Budget Amendment ID: FY2016-S3-935
EHS 935
Review of Specialty Drug Dispensing and Patient Safety
Messrs. Keenan and Brownsberger, Ms. Gobi, Mr. Ross, Ms. Donoghue, Ms. O'Connor Ives, Mrs. L'Italien, Messrs. Montigny and Moore and Ms. Creem moved that the proposed new text be amended by inserting the following new section:-
SECTION __. The Secretary for Health and Human Services, in coordination with the Department of Public Health and the Division of Insurance, shall conduct a review of carrier practices which require certain categories of drugs, including those that are administered by injection or infusion, to be dispensed by a third-party specialty pharmacy directly to a patient or to a provider with the designation that such drugs be used for a specific patient and not for the general use of the provider. The secretary shall make recommendations to the General Court for the regulation or restriction of said practice as appropriate and if necessary to ensure patient safety and to meet reasonable cost containment goals, which may include recommendations for statutory changes.

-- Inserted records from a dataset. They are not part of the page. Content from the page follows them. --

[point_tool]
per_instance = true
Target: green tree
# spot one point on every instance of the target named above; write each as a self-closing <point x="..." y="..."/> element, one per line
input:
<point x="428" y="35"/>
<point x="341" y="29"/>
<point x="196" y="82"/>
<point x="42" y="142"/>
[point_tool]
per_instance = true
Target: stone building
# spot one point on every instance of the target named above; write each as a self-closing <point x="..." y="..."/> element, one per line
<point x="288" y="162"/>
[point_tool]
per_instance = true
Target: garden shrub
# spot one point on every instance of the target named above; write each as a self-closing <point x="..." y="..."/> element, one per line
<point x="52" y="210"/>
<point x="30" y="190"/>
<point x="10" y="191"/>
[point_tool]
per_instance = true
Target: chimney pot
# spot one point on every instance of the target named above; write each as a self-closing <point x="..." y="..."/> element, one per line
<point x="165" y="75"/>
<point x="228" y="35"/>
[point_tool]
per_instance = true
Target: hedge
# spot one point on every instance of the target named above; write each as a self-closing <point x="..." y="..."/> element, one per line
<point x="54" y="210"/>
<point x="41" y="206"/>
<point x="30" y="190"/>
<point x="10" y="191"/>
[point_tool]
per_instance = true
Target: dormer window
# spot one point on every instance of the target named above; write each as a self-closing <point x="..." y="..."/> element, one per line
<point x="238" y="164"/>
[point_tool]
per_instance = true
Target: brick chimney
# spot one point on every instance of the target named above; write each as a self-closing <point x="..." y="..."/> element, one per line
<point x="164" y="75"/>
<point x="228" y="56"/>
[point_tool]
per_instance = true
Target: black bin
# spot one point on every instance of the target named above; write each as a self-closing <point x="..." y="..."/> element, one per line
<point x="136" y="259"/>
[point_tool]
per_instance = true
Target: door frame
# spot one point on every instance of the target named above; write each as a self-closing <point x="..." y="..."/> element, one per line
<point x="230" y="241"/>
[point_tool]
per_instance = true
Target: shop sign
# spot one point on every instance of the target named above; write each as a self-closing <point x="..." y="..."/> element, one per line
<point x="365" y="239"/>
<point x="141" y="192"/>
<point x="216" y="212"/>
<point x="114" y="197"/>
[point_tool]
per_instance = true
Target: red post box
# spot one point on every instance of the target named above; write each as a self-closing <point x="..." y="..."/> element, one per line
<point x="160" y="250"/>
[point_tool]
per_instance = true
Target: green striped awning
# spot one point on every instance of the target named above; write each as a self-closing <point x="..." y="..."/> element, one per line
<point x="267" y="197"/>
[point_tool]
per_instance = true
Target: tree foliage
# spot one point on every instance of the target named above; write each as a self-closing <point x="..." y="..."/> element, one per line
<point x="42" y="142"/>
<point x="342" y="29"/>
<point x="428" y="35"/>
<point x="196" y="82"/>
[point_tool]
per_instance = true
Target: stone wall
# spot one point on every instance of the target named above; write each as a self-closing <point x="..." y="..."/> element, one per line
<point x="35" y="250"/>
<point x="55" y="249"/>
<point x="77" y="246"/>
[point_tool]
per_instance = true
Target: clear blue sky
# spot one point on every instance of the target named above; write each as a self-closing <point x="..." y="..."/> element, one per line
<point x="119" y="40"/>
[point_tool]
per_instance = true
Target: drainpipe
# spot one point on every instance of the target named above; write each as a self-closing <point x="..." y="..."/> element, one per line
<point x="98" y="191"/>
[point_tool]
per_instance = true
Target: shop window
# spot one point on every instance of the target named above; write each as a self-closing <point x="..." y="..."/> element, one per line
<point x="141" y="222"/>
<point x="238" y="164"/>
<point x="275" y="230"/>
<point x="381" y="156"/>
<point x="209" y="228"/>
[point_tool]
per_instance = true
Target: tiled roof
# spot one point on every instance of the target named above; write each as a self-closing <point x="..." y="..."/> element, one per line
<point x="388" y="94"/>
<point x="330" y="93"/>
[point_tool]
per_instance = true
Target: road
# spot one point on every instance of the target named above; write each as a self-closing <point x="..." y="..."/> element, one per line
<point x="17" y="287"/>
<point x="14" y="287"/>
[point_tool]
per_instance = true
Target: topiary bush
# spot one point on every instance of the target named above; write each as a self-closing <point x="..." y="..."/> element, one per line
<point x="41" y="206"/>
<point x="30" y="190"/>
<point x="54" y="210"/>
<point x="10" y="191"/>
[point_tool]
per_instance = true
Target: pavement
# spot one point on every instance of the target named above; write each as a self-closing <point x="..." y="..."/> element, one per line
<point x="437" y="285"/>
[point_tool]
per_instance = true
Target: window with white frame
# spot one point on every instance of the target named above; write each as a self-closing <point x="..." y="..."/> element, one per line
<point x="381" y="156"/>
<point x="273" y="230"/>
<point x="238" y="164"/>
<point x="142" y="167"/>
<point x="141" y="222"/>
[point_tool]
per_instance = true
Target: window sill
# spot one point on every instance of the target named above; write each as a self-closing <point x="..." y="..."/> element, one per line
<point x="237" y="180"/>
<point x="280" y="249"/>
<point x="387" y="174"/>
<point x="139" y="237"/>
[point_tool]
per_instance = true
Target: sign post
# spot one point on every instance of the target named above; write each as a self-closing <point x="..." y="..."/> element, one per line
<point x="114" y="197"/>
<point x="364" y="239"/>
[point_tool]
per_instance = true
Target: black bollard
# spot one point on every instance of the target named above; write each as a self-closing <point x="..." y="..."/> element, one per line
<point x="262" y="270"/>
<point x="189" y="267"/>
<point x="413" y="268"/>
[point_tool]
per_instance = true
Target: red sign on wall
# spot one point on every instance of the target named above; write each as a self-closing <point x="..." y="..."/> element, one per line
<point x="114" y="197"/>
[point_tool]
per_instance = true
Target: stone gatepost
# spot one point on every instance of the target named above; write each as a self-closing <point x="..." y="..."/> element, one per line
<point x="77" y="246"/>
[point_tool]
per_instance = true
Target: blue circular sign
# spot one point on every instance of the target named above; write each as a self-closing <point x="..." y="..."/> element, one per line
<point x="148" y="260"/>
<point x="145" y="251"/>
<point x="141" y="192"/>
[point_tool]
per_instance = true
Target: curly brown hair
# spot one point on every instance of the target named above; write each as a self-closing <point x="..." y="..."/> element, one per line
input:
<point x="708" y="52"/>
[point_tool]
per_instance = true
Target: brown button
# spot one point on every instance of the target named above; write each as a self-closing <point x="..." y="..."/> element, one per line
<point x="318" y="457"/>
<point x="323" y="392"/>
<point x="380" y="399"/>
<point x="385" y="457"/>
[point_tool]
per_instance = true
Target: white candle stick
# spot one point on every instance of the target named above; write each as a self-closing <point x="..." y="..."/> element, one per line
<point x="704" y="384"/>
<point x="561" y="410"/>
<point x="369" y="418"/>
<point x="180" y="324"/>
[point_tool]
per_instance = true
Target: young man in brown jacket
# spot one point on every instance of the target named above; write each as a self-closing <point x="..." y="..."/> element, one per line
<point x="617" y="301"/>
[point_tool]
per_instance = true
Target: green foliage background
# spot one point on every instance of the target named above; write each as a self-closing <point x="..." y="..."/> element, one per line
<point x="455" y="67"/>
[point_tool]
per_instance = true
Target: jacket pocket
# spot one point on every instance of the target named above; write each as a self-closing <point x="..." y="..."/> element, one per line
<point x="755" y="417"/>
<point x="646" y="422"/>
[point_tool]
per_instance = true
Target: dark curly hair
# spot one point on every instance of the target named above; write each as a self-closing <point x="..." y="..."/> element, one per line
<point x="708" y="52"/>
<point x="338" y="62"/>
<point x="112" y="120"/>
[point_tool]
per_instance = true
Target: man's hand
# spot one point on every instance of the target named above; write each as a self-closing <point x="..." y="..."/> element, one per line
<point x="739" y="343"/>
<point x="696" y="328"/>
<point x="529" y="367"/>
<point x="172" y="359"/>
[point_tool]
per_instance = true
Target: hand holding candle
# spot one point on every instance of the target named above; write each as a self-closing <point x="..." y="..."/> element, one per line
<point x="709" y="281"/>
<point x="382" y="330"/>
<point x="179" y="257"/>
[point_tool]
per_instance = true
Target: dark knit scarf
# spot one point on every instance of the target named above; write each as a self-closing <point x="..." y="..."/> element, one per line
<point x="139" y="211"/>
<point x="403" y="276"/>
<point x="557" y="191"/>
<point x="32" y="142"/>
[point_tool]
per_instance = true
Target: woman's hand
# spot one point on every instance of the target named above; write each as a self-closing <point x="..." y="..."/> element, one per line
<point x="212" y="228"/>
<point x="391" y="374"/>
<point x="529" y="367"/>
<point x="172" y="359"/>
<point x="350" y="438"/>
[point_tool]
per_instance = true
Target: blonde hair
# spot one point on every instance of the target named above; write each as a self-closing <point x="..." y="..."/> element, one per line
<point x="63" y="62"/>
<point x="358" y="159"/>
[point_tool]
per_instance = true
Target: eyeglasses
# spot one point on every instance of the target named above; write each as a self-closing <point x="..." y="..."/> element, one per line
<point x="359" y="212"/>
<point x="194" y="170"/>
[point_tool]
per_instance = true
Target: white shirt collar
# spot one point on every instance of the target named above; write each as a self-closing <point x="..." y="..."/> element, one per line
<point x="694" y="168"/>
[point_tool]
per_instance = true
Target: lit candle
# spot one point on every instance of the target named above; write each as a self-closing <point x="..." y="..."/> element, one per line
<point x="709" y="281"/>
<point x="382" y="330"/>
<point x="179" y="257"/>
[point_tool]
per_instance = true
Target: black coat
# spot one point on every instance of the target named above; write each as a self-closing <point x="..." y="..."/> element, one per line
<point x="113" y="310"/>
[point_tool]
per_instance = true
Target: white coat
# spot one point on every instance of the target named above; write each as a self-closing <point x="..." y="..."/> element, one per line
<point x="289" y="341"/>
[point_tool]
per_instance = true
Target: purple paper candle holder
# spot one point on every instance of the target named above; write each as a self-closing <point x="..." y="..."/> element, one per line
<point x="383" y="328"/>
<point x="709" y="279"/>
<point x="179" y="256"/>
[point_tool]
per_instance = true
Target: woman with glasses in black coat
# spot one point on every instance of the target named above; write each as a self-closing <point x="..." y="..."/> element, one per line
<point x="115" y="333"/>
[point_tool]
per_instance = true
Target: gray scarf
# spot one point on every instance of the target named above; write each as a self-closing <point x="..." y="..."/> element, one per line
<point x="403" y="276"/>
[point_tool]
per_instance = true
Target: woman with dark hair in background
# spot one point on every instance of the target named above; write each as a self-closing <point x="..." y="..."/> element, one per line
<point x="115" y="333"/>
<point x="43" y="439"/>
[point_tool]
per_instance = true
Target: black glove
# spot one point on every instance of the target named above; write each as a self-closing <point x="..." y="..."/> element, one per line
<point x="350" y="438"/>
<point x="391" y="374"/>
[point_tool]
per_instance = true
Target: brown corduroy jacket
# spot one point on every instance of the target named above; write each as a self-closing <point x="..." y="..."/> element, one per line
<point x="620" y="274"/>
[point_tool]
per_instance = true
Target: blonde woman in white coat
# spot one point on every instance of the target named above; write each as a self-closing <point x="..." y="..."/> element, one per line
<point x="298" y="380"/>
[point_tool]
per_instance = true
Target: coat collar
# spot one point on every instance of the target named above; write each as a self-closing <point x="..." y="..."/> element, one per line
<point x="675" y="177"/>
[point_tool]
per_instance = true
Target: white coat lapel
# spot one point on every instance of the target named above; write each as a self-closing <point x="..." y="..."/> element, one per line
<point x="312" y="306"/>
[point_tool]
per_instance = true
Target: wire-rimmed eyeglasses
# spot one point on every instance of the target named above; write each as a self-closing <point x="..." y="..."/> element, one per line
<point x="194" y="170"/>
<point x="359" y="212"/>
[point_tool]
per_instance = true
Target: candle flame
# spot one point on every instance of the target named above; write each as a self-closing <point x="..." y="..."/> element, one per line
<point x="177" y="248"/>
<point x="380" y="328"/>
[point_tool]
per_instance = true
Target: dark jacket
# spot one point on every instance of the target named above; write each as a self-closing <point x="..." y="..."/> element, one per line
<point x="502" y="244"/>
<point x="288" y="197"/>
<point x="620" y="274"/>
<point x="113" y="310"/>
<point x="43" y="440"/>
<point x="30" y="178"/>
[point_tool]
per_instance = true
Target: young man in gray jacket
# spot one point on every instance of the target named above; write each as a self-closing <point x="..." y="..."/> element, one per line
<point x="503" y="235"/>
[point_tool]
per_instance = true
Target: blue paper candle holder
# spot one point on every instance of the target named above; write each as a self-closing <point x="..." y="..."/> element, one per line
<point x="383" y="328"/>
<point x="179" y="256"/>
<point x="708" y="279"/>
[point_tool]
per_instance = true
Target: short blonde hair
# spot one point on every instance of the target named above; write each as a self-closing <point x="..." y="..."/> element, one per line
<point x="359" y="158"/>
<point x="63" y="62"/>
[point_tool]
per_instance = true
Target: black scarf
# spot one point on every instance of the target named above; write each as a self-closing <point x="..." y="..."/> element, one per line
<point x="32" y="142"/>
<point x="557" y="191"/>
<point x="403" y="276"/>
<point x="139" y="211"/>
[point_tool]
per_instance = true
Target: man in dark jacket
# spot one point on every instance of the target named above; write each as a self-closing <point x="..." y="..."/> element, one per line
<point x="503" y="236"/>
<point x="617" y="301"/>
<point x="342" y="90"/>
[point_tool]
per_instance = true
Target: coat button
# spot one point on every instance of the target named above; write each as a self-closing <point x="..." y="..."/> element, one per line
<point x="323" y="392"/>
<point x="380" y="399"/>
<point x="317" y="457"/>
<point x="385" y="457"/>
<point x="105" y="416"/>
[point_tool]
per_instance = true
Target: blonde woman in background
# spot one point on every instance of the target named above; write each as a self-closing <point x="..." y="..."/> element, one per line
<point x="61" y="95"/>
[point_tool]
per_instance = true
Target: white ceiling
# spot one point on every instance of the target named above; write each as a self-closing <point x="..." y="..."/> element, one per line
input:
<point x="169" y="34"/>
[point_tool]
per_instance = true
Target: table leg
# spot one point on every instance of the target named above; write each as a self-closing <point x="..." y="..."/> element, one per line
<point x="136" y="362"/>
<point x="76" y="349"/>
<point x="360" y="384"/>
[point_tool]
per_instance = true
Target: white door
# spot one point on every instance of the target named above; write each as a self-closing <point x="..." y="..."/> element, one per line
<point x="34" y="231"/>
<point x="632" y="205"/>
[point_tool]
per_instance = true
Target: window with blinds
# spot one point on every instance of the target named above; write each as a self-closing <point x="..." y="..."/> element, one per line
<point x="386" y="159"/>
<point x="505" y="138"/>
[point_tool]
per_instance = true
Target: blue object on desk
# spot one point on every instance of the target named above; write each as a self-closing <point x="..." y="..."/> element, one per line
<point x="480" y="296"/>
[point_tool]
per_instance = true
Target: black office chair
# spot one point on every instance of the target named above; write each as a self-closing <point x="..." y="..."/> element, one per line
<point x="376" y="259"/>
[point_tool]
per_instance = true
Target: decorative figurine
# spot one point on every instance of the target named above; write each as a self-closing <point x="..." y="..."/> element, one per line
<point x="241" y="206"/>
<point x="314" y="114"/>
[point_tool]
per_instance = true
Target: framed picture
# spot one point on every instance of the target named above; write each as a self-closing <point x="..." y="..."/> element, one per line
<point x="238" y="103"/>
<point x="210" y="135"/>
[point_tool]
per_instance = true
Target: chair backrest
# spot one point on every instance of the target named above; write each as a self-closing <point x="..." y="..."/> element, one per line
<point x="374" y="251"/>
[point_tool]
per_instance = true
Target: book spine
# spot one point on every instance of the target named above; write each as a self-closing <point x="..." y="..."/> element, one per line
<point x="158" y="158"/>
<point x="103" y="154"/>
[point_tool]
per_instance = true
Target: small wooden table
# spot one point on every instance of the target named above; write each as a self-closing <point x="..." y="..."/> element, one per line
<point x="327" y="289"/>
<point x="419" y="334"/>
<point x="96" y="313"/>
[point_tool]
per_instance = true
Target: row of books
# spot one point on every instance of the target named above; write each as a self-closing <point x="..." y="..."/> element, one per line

Notwithstanding any General or special law to the contrary, until such recommendations are filed, or until July 1st 2016, whichever occurs earlier, no insurance carrier shall require that a cancer-related or chronic-illness related drug be purchased and delivered to a patient, to a patient’s guardian or representative, or to a patient’s chosen provider only through a third-party specialty pharmacy; provided, however, that nothing in this section shall prohibit a patient or provider, including a home health agency or hospice, from choosing to receive such drugs from a third-party specialty pharmacy. For the purposes of this section the terms “cancer-related drug” and “chronic-illness related drug” shall mean a controlled substance that is indicated for the treatment of cancer or another chronic illness, or for managing the side effects of such treatment, and that must be administered by injection in a clinic, hospital, or physician’s office and which the patient’s treating healthcare provider has determined cannot be reasonably self-administered by a patient to whom the drug is prescribed or by an individual assisting the patient with self-administration; and the term “carrier” shall include those defined in section 1 of chapter 176O as well as health plans that are under contract to the group insurance commission established under Chapter 32A of the General Laws.